Predigttext: Jakobus 1,12-18
Kirche / Ort: Christuskirche / Aachen
Datum: 09.03.2014
Kirchenjahr: Invokavit (1. Sonntag der Passionszeit)
Autor/in: Pfarrer Manfred Wussow

Predigttext: Jakobus 1,12-18 (Übersetzung nach Martin Luther, Revision 194)

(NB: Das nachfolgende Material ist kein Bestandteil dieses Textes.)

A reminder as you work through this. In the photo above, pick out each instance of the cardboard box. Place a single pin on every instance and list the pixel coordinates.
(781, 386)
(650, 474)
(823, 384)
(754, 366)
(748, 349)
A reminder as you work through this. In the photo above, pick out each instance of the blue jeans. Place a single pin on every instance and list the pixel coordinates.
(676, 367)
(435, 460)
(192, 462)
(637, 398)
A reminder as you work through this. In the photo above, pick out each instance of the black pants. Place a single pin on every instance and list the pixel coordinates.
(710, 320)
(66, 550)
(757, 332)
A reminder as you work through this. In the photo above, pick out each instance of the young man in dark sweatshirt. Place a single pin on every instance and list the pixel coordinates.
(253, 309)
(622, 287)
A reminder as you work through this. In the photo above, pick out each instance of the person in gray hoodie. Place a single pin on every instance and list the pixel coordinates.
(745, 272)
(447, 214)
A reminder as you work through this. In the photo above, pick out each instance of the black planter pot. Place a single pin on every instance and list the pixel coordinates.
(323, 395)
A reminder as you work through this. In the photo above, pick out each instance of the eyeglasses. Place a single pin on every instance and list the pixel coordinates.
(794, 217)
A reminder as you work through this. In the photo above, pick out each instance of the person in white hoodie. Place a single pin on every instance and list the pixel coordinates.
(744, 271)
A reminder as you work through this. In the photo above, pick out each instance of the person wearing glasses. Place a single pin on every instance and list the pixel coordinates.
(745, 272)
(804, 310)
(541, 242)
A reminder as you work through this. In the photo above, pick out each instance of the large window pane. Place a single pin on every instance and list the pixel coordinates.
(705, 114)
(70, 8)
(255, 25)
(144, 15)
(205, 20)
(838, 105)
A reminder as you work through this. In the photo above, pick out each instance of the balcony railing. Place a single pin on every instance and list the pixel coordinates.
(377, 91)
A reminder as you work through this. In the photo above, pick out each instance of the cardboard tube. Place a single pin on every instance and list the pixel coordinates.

Selig ist der Mann, der die Anfechtung erduldet; denn nachdem er bewährt ist, wird er die Krone des Lebens empfangen, die Gott verheißen hat denen, die ihn lieb haben. Niemand sage, wenn er versucht wird, dass er von Gott versucht werde. Denn Gott kann nicht versucht werden zum Bösen, und er selbst versucht niemand. Sondern ein jeder, der versucht wird, wird von seinen eigenen Begierden gereizt und gelockt. Danach, wenn die Begierde empfangen hat, gebiert sie die Sünde; die Sünde aber, wenn sie vollendet ist, gebiert den Tod. Irrt euch nicht, meine lieben Brüder. Alle gute Gabe und alle vollkommene Gabe kommt von oben herab, von dem Vater des Lichts, bei dem keine Veränderung ist noch Wechsel des Lichts und der Finsternis. Er hat uns geboren nach seinem Willen durch das Wort der Wahrheit, damit wir Erstlinge seiner Geschöpfe seien.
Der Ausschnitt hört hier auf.